I knew who it was
I don't particularly want to get drawn on this as I'm a History teacher and so looking at it from a pragmatic stand point more than anything.
It's a very well written article but the reality of teching history is that there's only so much time to do it which means a hell of a lot of history is going to be missed out and once you start arguing that we should be teaching X, it's not long before Y and Z are thrown into the ring too and there's got to be some semblence of order and process in what is taught or else kids would be taught history in segregated little chunks with no critical thinking or analytical skills to see how certain historical events impacted society or how they lead into other events.
If anything I feel the Holocaust and the World Wars get too much emphasis (I know certain schools who do WW1, Weimar Germay and WW2 in every single one of the 6 years that the children attend!!!)
As for why they don't teach about Leopold is that unfortunately for him he was kicking around during the build up to WW1 and that (to my mind as a historian) has a much bigger and wider impact on the whole world than him being a criminal nutter. FWIW colonialism and Leopold himself is mentioned in the section that deals with imperialism and empire building but to focus on the genocide there would lead kids away from the reasons behind colonialisation. As has already been stated - murder and genocide were not primarilly the aims of imperialisation for the most part.

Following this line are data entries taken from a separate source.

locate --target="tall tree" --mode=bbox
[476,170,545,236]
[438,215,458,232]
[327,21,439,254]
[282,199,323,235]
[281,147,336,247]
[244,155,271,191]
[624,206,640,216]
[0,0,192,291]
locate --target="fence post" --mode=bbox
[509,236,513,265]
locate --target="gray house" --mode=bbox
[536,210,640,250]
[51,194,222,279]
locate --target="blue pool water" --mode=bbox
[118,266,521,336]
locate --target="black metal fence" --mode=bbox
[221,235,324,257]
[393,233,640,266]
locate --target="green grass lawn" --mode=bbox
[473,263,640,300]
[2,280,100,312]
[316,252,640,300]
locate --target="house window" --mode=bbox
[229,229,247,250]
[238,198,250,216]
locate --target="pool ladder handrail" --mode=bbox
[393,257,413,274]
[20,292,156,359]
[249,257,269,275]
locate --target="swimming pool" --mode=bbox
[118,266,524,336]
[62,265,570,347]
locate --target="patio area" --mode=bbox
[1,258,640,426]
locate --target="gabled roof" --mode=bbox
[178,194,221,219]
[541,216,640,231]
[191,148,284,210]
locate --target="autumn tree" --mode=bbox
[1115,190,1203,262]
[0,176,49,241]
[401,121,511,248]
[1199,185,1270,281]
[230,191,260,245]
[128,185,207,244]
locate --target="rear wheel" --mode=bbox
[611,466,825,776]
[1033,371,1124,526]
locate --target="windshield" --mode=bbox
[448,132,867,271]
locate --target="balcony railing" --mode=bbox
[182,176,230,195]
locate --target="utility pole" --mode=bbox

There's certainly a lot of politicising that can take place in history teaching (Can't help but notice how our curriculum is getting much more Scottish based instead of looking at the UK and European context, must be a refrendum coming up!!!) but the kids are taught about slavery, the wiping out of the American Indians, the Holocaust and some schools do the fall of the Raj and so on so the article is a bit facetious and biased when it makes out that we just gloss over all of this stuff because the truth hurts. That's not the case at all.